Heart pounding, she swipes it away with her fingers. She knows what it is, it has happened to her a few times already, but her rhythm is nowhere near regular yet. This thing is uncontrollable, unpredictable and fills her with despair - her body turning on her, ambushing her. She reaches for her sweater in the bag by her feet, and ties it loosely around her waist to conceal the smear. There are goose bumps on her skin; she is cold now. She feels sick with horror in case he has seen. He is looking away, out across the lake to the mountains and the stars. But whether from any awkwardness or just to enjoy the last poignant beauty of their day, she can't tell.

She sits quietly and guards her secrets, the perfect blue day suddenly smeared with a red blotch of sun, a red streak of blood, a red flush of shame.
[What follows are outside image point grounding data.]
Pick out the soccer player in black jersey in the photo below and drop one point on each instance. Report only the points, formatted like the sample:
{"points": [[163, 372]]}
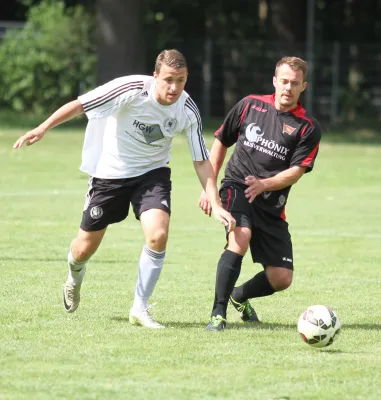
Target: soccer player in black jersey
{"points": [[276, 143]]}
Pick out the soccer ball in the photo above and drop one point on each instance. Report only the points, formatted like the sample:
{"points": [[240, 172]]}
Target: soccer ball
{"points": [[319, 326]]}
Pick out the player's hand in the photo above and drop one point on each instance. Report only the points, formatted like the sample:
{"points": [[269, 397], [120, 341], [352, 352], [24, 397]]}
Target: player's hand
{"points": [[204, 204], [225, 218], [255, 187], [30, 137]]}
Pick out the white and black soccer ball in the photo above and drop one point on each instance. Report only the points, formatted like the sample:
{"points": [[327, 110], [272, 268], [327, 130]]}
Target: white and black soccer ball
{"points": [[319, 326]]}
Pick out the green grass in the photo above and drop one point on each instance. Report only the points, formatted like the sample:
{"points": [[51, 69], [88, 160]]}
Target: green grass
{"points": [[96, 354]]}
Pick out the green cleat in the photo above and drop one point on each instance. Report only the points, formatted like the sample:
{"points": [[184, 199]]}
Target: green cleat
{"points": [[216, 324], [247, 312]]}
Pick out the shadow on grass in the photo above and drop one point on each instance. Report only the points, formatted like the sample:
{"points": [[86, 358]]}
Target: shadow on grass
{"points": [[252, 326]]}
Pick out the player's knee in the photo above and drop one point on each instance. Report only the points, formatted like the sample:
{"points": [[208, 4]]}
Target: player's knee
{"points": [[158, 240], [81, 254], [82, 250], [280, 280]]}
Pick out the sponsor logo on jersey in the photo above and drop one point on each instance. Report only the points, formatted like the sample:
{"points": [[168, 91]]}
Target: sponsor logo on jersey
{"points": [[288, 129], [96, 212], [170, 124], [253, 132], [151, 133], [259, 109], [255, 139]]}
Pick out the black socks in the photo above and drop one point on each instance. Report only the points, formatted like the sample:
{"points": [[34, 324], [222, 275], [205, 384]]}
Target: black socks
{"points": [[259, 286], [228, 270]]}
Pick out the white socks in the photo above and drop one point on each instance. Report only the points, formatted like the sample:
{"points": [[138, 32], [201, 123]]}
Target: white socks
{"points": [[75, 269], [150, 266]]}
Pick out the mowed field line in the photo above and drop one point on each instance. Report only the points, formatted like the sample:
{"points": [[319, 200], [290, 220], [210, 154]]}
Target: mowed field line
{"points": [[134, 226]]}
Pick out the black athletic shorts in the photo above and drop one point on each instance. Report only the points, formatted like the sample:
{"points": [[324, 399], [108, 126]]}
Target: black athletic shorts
{"points": [[108, 200], [270, 242]]}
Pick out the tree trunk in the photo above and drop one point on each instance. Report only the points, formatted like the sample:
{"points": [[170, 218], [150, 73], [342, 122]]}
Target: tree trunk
{"points": [[120, 39]]}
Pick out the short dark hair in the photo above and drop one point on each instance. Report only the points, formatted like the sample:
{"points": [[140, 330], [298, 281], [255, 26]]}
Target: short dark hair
{"points": [[172, 58], [295, 64]]}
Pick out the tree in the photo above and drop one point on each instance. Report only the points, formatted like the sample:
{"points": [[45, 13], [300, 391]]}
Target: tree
{"points": [[120, 38]]}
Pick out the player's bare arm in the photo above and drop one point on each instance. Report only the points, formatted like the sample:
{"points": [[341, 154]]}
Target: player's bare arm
{"points": [[63, 114], [217, 157], [207, 179], [280, 181]]}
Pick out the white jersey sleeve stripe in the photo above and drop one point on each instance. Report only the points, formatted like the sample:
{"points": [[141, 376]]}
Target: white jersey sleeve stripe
{"points": [[111, 95], [192, 106]]}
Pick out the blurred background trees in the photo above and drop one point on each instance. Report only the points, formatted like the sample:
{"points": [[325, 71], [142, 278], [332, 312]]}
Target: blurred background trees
{"points": [[67, 47]]}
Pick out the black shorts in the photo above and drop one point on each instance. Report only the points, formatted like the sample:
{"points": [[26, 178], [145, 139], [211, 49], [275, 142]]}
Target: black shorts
{"points": [[270, 242], [108, 200]]}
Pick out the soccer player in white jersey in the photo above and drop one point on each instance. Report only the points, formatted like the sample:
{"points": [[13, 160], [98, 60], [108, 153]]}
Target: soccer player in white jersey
{"points": [[131, 123]]}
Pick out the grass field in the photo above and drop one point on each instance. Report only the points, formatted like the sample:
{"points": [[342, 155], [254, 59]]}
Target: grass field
{"points": [[96, 354]]}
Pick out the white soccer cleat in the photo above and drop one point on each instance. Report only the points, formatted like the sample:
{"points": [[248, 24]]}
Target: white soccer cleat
{"points": [[143, 318], [72, 292]]}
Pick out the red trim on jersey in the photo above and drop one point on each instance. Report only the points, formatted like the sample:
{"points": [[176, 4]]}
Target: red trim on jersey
{"points": [[243, 113], [301, 113], [310, 156], [229, 198], [303, 131], [218, 130], [267, 98]]}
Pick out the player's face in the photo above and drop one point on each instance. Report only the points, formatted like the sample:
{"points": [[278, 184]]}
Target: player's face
{"points": [[288, 85], [170, 83]]}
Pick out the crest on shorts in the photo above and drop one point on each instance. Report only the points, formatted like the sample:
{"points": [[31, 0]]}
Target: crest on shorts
{"points": [[170, 124], [288, 129], [96, 212], [281, 201]]}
The next day, playing on the beach in her bathing suit, she'll catch his gaze flickering away from her body as if it were some dirty joke the universe had played on him. So she'll put on a T-shirt and learn a little bit more about shame, and about hiding.

The next year, she'll be assaulted by the mood swings, the enthusiasms and desolations of puberty, and strive to keep it all tightly in check not to invoke the stern, disdainful gaze he has so far reserved only for Missy. So she'll learn a bit more about control.

In a few years, she'll embark on the education he always wanted for her, and receive his calm pride in her with cautious joy, like it's an undeserved gift. He treasures her rational mind. So she'll learn a bit more about living in her mind.

In another few years she'll painfully rebel, decide on a career that is not to his liking, and for the first time, she will feel his anger - an icy force, blasting her like polar winds through the disappointment in his bright blue eyes. So she will learn more about being cold.

And hiding and control, rationality and cold will become the safeguards of her life, but the girl's dreams will always be of fire.